ライティングビューローとはどんな家具かについて私の経験を中心にお話ししています。
非常に簡潔にライティングビューローを説明するなら、本体の上部分についた扉を開くと、その扉部分がデスク面になる書き物机です。
寝室などに置いて、手紙を書くなどのちょっとした書き物の際に使われていました。その多くはデスク内には細かな区切りがついた書棚が付いています。デスク扉の下は収納になっています。書籍などのデスク周りの小物類も収納できますが、チェストのような衣類収納としても使える深さの引き出しが付いていることが多いです。
どこかで見かけて欲しいけど、ライティングビューローがどんなものかよくわからない、どれを選べばわからないという方にお役に立ちましたら幸いです。

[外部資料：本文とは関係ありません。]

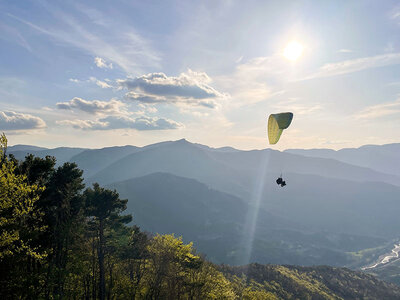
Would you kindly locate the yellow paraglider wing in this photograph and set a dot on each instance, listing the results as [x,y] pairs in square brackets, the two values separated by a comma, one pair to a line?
[276,124]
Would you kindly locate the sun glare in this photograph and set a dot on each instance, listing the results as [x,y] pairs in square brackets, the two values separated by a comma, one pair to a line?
[293,51]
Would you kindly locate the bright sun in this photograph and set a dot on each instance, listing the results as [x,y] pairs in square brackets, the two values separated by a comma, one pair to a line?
[293,51]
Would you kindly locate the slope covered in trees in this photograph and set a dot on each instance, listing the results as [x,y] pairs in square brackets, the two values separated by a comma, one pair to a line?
[62,240]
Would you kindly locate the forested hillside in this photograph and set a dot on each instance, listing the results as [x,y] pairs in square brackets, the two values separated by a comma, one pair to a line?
[60,240]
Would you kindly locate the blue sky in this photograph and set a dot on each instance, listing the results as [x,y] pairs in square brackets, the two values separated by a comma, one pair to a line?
[102,73]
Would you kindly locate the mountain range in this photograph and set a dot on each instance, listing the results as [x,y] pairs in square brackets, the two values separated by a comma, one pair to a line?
[339,207]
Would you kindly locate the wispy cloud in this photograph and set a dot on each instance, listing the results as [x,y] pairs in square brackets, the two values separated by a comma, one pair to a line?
[94,106]
[100,83]
[355,65]
[255,80]
[10,120]
[123,122]
[345,51]
[190,88]
[119,44]
[101,63]
[380,110]
[297,106]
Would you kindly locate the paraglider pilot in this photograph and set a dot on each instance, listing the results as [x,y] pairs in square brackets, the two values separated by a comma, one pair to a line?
[280,181]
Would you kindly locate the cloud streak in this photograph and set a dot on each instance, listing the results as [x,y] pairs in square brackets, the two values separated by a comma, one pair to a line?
[128,49]
[94,107]
[380,110]
[101,63]
[10,120]
[355,65]
[123,122]
[190,88]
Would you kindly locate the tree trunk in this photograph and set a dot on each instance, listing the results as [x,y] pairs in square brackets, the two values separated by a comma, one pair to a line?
[102,282]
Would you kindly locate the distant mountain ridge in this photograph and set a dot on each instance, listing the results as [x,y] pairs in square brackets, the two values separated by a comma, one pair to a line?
[383,158]
[331,212]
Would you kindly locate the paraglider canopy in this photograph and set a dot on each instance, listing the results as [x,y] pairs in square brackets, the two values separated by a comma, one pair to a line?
[276,124]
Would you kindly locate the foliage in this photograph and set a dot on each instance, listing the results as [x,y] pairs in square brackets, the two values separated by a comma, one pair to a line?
[59,240]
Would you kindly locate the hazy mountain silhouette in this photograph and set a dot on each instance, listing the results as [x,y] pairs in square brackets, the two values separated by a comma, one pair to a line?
[63,154]
[92,161]
[383,158]
[218,222]
[329,210]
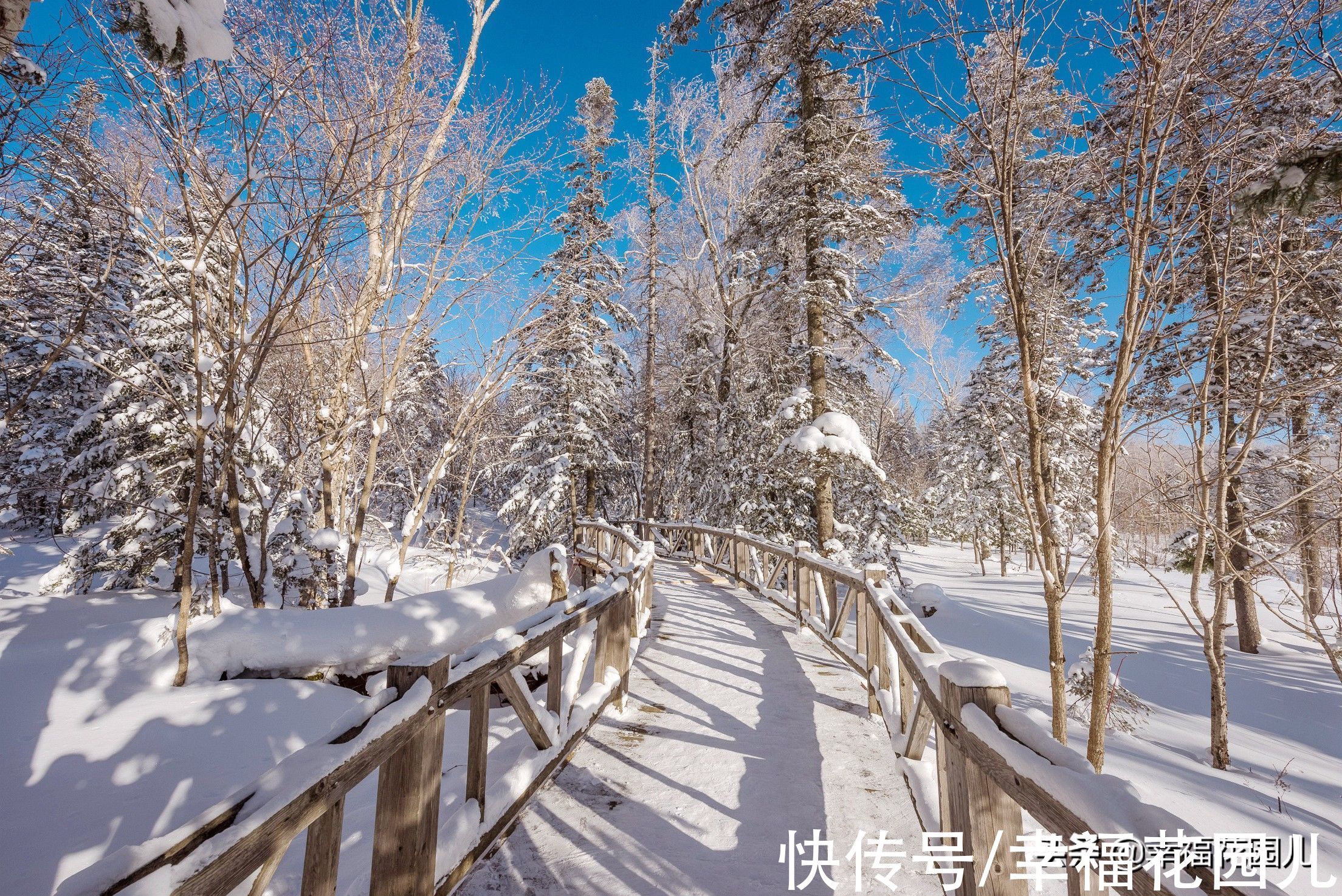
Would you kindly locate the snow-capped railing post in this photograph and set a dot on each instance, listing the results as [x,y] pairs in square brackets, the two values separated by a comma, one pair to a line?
[405,822]
[478,746]
[870,638]
[646,585]
[740,565]
[971,801]
[803,582]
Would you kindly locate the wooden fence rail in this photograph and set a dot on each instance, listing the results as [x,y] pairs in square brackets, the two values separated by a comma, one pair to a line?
[921,694]
[243,839]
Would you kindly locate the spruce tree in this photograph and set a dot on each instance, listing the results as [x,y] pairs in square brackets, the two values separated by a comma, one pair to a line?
[569,395]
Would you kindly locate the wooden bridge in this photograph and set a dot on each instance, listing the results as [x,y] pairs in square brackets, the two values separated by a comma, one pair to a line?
[803,647]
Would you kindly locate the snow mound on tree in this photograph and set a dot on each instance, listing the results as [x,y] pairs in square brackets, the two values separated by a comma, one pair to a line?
[201,23]
[927,598]
[835,433]
[353,640]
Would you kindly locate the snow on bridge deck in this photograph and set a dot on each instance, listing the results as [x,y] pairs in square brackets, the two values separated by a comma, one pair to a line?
[737,730]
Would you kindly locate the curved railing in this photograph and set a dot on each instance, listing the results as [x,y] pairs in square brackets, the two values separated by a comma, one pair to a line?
[992,761]
[246,836]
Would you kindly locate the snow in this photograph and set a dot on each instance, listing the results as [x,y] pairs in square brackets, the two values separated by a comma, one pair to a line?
[1286,707]
[835,433]
[199,23]
[94,757]
[972,674]
[109,761]
[926,598]
[729,741]
[359,639]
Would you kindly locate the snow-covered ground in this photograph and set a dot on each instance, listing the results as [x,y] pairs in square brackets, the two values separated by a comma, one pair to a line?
[97,753]
[1286,705]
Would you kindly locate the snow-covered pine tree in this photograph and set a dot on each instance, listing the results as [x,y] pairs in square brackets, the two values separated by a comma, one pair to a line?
[1008,165]
[827,195]
[132,450]
[66,289]
[569,396]
[419,423]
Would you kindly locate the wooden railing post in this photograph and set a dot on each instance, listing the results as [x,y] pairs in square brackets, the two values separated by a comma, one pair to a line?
[405,821]
[972,804]
[872,639]
[650,549]
[804,581]
[478,748]
[736,559]
[321,859]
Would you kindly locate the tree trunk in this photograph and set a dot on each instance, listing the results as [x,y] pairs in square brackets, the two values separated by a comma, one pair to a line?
[365,494]
[188,549]
[1239,559]
[1002,543]
[212,559]
[1106,470]
[651,323]
[1312,569]
[823,494]
[14,14]
[255,579]
[459,526]
[1220,712]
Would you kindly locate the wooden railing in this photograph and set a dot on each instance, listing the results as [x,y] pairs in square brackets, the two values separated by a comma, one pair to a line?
[992,761]
[246,836]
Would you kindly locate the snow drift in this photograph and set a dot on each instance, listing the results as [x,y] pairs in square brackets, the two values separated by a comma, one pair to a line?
[353,640]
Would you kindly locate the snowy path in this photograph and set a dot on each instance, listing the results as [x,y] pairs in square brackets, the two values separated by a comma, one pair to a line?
[737,730]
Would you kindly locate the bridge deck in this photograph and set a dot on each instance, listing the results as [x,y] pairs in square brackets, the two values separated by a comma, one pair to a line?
[737,730]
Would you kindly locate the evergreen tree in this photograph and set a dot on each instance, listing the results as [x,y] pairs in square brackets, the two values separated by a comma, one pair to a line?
[65,293]
[132,449]
[569,395]
[827,195]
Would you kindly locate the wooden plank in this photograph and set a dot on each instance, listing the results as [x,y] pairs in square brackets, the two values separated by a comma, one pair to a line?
[918,730]
[321,858]
[555,679]
[873,639]
[520,698]
[501,827]
[977,807]
[906,697]
[266,872]
[841,620]
[405,819]
[478,748]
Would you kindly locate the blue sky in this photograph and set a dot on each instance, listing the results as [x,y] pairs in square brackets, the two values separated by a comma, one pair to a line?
[566,43]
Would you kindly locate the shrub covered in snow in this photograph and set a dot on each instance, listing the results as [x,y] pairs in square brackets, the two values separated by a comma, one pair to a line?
[926,599]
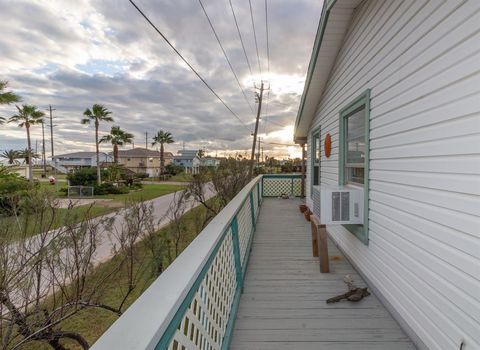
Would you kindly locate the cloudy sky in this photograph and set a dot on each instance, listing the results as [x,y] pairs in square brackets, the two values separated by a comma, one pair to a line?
[74,53]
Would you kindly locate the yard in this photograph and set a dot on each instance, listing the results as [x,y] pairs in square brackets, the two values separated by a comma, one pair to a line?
[92,322]
[98,208]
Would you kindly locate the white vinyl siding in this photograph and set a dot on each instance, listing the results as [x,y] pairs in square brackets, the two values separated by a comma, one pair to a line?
[421,61]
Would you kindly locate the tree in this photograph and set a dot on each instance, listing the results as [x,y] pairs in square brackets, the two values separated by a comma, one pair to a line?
[7,97]
[27,116]
[98,113]
[117,137]
[161,138]
[26,156]
[11,155]
[47,279]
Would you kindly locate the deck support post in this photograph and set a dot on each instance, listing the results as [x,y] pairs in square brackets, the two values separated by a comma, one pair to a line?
[319,231]
[236,253]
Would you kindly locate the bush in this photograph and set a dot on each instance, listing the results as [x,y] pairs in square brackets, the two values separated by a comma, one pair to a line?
[12,189]
[141,175]
[109,188]
[83,177]
[174,169]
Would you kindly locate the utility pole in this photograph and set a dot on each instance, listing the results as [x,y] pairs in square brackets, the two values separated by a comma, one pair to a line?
[44,158]
[252,158]
[50,109]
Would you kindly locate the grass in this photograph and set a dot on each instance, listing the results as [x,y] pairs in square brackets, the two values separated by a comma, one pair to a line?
[181,177]
[92,323]
[146,193]
[30,227]
[118,201]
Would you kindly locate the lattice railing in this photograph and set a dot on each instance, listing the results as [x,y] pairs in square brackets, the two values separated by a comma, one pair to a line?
[193,304]
[279,185]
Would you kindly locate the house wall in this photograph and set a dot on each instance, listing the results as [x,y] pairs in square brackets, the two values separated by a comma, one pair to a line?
[421,61]
[138,162]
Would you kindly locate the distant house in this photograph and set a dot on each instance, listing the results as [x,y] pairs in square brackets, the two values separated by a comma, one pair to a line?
[142,160]
[189,160]
[70,161]
[210,161]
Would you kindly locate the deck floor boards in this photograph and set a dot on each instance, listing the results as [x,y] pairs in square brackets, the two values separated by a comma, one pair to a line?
[283,303]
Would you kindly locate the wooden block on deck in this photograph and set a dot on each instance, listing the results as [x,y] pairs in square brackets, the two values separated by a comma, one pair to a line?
[319,231]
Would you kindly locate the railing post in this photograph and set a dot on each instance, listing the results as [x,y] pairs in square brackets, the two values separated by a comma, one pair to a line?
[236,252]
[252,211]
[258,194]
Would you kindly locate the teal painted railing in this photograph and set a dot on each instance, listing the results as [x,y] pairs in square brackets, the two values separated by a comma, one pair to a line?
[276,185]
[193,304]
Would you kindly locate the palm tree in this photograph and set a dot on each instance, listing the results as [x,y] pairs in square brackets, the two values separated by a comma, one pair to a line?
[7,97]
[162,137]
[11,155]
[27,116]
[117,137]
[24,154]
[97,114]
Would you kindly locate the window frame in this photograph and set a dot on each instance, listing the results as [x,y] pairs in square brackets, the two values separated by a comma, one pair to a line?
[315,133]
[361,101]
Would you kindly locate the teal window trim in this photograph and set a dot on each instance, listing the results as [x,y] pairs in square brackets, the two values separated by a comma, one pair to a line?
[313,150]
[362,101]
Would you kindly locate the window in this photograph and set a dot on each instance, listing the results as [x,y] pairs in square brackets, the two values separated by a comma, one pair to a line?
[354,153]
[315,158]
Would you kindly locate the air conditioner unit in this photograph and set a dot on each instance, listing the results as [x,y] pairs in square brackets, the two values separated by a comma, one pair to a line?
[338,204]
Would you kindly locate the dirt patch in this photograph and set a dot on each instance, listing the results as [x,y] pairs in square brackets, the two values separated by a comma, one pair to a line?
[78,202]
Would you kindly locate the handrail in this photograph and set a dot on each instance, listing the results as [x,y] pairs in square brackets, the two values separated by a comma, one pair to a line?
[181,306]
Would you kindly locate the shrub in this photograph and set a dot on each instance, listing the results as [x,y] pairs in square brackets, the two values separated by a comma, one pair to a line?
[83,177]
[174,169]
[109,188]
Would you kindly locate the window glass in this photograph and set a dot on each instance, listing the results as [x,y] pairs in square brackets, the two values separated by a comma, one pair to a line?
[317,148]
[355,147]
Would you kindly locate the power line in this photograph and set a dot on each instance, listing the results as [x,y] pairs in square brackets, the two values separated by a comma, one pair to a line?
[268,46]
[188,64]
[225,54]
[241,39]
[255,37]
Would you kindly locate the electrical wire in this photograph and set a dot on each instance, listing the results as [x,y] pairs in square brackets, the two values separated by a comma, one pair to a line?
[225,54]
[241,39]
[255,37]
[188,64]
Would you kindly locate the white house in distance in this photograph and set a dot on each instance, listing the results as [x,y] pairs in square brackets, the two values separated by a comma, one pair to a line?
[70,161]
[393,89]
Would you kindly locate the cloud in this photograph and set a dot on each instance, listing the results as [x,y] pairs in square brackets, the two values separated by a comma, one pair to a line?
[72,54]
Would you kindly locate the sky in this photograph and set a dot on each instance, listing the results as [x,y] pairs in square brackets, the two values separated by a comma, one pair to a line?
[72,54]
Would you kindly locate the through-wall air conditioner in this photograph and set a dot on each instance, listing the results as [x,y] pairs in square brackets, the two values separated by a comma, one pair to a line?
[338,204]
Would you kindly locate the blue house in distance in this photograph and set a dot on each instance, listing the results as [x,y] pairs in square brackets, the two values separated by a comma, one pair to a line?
[189,160]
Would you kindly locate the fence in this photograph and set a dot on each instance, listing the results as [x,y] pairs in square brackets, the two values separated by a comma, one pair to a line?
[278,185]
[193,304]
[80,191]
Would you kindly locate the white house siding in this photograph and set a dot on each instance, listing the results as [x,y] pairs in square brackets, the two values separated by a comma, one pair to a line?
[421,60]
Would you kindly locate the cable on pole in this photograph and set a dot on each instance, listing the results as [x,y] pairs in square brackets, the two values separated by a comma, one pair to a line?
[188,64]
[241,39]
[225,54]
[255,36]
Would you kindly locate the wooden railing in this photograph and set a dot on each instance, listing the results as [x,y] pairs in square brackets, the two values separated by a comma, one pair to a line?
[193,304]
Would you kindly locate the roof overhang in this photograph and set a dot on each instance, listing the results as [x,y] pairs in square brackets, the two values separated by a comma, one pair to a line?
[334,23]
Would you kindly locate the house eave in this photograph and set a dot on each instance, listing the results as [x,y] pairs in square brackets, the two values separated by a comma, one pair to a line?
[334,23]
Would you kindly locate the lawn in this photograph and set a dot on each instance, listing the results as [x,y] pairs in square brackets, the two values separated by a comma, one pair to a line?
[145,193]
[118,200]
[31,228]
[92,323]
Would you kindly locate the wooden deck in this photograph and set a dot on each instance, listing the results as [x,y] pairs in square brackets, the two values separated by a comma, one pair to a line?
[283,304]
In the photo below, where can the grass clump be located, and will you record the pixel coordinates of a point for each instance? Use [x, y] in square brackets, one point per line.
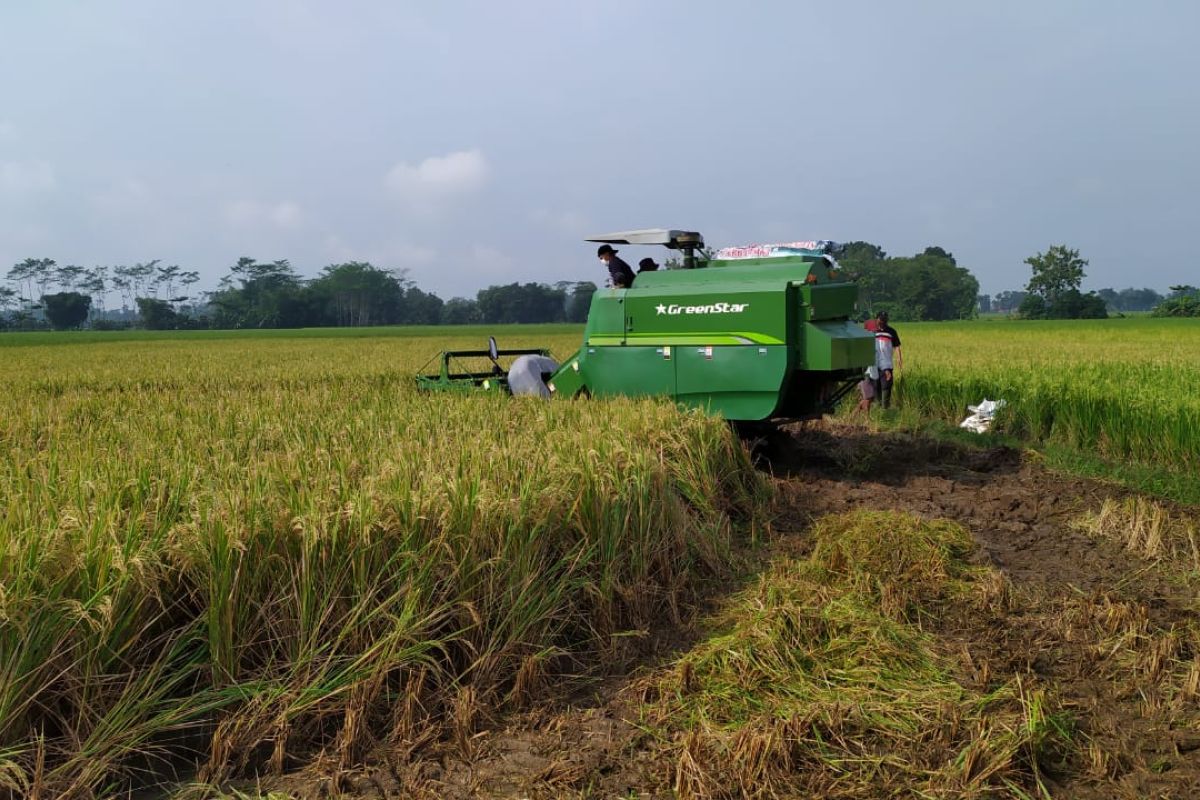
[822, 681]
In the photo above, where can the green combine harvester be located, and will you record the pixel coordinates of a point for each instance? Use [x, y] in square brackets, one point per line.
[753, 334]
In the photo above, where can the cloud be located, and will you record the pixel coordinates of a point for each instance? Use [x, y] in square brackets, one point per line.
[395, 254]
[439, 178]
[571, 223]
[127, 196]
[251, 214]
[25, 176]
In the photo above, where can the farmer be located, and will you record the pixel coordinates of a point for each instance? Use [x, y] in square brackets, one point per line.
[619, 274]
[867, 390]
[887, 356]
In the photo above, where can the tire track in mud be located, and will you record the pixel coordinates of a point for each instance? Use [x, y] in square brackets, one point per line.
[1109, 636]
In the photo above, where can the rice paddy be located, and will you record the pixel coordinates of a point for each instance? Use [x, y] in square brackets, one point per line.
[1123, 389]
[263, 549]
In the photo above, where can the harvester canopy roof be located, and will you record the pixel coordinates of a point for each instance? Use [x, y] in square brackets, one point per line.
[667, 236]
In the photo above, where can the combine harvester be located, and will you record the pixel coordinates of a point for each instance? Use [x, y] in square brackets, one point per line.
[754, 334]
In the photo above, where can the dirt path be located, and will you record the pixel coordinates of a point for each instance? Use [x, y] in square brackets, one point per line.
[1104, 632]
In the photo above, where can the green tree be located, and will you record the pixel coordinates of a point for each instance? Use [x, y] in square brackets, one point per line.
[460, 311]
[579, 301]
[927, 287]
[1183, 301]
[157, 314]
[421, 307]
[1057, 275]
[357, 293]
[66, 310]
[1055, 271]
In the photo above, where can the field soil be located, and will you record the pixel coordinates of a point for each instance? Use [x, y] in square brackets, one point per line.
[1102, 630]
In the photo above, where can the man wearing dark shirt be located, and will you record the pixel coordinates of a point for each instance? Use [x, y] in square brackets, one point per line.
[619, 272]
[887, 356]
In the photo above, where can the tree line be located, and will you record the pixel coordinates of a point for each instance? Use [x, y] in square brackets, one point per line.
[265, 294]
[928, 286]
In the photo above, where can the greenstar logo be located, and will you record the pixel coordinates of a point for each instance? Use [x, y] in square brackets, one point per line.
[714, 308]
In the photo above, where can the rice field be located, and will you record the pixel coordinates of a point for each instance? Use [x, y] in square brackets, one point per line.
[262, 548]
[1127, 390]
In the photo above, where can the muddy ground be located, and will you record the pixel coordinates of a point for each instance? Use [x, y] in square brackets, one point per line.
[1069, 597]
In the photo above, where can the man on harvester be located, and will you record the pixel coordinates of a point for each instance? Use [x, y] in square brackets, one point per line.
[619, 274]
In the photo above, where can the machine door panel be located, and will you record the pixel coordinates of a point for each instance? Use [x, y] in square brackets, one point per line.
[743, 382]
[631, 371]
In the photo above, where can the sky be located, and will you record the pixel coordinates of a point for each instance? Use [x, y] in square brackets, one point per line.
[478, 143]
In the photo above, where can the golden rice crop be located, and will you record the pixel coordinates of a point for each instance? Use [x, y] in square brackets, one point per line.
[1122, 388]
[264, 547]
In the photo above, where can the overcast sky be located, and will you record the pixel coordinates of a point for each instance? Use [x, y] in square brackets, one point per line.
[477, 143]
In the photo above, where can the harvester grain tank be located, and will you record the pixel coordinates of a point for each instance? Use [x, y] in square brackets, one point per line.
[751, 334]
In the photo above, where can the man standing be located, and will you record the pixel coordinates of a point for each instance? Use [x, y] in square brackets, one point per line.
[887, 356]
[619, 274]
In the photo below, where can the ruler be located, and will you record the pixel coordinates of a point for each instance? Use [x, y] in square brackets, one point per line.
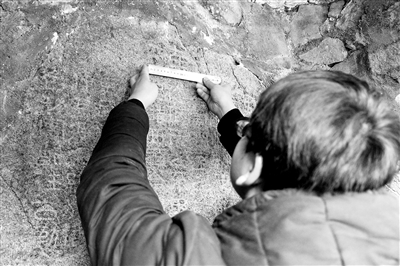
[181, 74]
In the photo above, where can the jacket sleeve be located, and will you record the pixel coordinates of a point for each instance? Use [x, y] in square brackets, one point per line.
[122, 217]
[227, 128]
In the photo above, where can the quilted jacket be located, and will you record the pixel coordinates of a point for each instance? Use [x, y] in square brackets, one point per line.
[125, 224]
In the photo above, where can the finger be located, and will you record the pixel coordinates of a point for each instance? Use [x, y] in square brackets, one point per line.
[204, 95]
[145, 72]
[208, 83]
[133, 80]
[201, 86]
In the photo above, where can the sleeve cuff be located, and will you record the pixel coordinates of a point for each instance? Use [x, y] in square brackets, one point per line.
[137, 102]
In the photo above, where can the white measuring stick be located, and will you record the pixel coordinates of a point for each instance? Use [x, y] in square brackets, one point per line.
[181, 74]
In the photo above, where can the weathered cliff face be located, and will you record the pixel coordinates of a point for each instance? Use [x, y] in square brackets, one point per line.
[65, 63]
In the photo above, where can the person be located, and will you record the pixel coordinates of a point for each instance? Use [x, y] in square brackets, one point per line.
[310, 163]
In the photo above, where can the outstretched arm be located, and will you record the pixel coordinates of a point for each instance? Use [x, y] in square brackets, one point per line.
[122, 217]
[219, 101]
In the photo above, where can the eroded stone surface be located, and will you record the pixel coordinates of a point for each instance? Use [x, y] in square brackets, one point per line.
[386, 61]
[65, 65]
[282, 3]
[306, 22]
[329, 51]
[336, 8]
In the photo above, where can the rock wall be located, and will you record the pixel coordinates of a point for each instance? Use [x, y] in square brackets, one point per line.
[65, 63]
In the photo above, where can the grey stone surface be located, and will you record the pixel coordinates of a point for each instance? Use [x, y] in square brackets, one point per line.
[282, 3]
[64, 64]
[350, 15]
[329, 51]
[335, 9]
[386, 61]
[306, 23]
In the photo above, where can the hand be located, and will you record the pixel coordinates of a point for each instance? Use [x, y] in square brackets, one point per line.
[143, 89]
[217, 97]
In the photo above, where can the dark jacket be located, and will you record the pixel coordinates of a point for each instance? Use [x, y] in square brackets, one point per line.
[124, 222]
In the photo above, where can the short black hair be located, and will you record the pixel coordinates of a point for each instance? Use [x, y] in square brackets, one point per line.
[324, 131]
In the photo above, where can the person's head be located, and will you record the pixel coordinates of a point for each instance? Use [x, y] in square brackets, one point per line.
[320, 131]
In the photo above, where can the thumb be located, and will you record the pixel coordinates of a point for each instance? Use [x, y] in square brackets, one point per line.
[208, 83]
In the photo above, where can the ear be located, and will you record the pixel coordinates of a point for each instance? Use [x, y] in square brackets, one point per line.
[252, 177]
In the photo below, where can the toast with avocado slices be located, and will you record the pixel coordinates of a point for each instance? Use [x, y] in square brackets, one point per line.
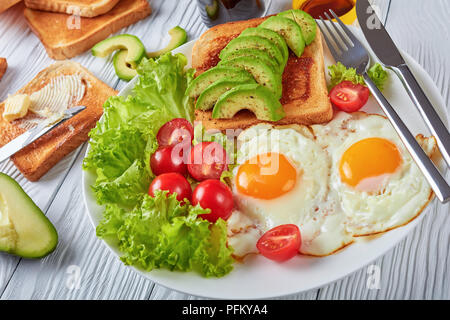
[67, 82]
[84, 8]
[64, 36]
[304, 92]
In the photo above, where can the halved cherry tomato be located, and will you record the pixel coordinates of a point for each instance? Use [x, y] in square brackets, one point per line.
[348, 96]
[176, 131]
[168, 159]
[207, 160]
[280, 243]
[214, 195]
[174, 183]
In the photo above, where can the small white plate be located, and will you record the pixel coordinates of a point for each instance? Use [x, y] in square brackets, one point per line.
[260, 278]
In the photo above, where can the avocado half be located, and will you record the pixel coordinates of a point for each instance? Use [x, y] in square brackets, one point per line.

ライティングビューローという言葉は耳なじみのない方も多いかもしれないですね。アンティーク家具の中には現代家具では一般的ではないような機能やデザインを持ったものがあります。ライティングビューローもその一つかと思います。専門用語というと大げさな気もしますが、こうした単語を覚えることでお探しのアンティーク家具が探しやすくなると思います。アンティーク家具がわかりづらいと思われる一因ではあると思うのですが、より良いアンティークハンティングの為にも覚えていただけると幸いです。
歴史については17世紀頃にその始まりが見られるとするなど諸説あります。ここに時代背景を理由とした登場の経緯はあるといえばあるのですが、有名な人が最初に作ったというわけでもなく。この頃ぐらいに直接の原型が現れて、次第に発展してアンティーク家具にみられるライティングビューローになった(18世紀頃と言われます)という感じですかね。それ以上に歴史を深堀するのは博物館や他のサイトにお任せして、現在の私たちが出会える可能性の高いお品についてのお話をしたいと思います。電球が発明された歴史より、それがどれくらいの速度で普及して、どう生活を変えたかの方が興味深いように思います。夜更かしして「いい加減、もう寝なさい」と怒られる庶民はいつ頃現れたんでしょうかねぇ。あの薄いガラスの覆いはいつ頃作れるようになって、それを割らずに運べるようになったのはなぜなんでしょうかね。いろんな専門分野を横断しないとこの疑問に答えは出せないですね。私自身もそんな一つの専門分野の端にいる者でしかないのですが、改めて考えてみたいと思います。

目次

  1. ライティングビューローって?
  2. ライティングビューローの構造
  3. イギリスとフランスの違い(構造)
  4. イギリスとフランスの違い(デザイン)
  5. こんな使い方も
  6. 雑記

[ 1 ] ライティングビューローって?

店頭でお客様とお話していると、ライティングビューローを聞いたことがないという方も少なからずいらっしゃいます。見慣れない位置に斜めになった扉が付いているので、開けてみてビックリされる方をよく見かけます。
上に本棚が乗るとブックビューロー(ブックビューロー)、左右に本棚が付くとサイドバイサイドと呼ばれます。特に薄型のタイプはスチューデントビューローとも呼ばれますかね。派生形のお話はまた別の機会にできればと思います。
日常的にお仕事や勉強で使う場合は平机(デスク)の方が適していますが、たまに書き物をしたり、ちょっとした作業で使うにはライティングビューローは適していると思います。構造やデザイン性を抜きに実用面だけを見れば、平机ほど場所を取らないデスクという感じでしょうかね。書斎というほど大げさな空間ではないけど、しっかりと集中して作業したり、そうしたクリエイティブな時間を作りたいと思えるきっかけになってくれるかもしれません。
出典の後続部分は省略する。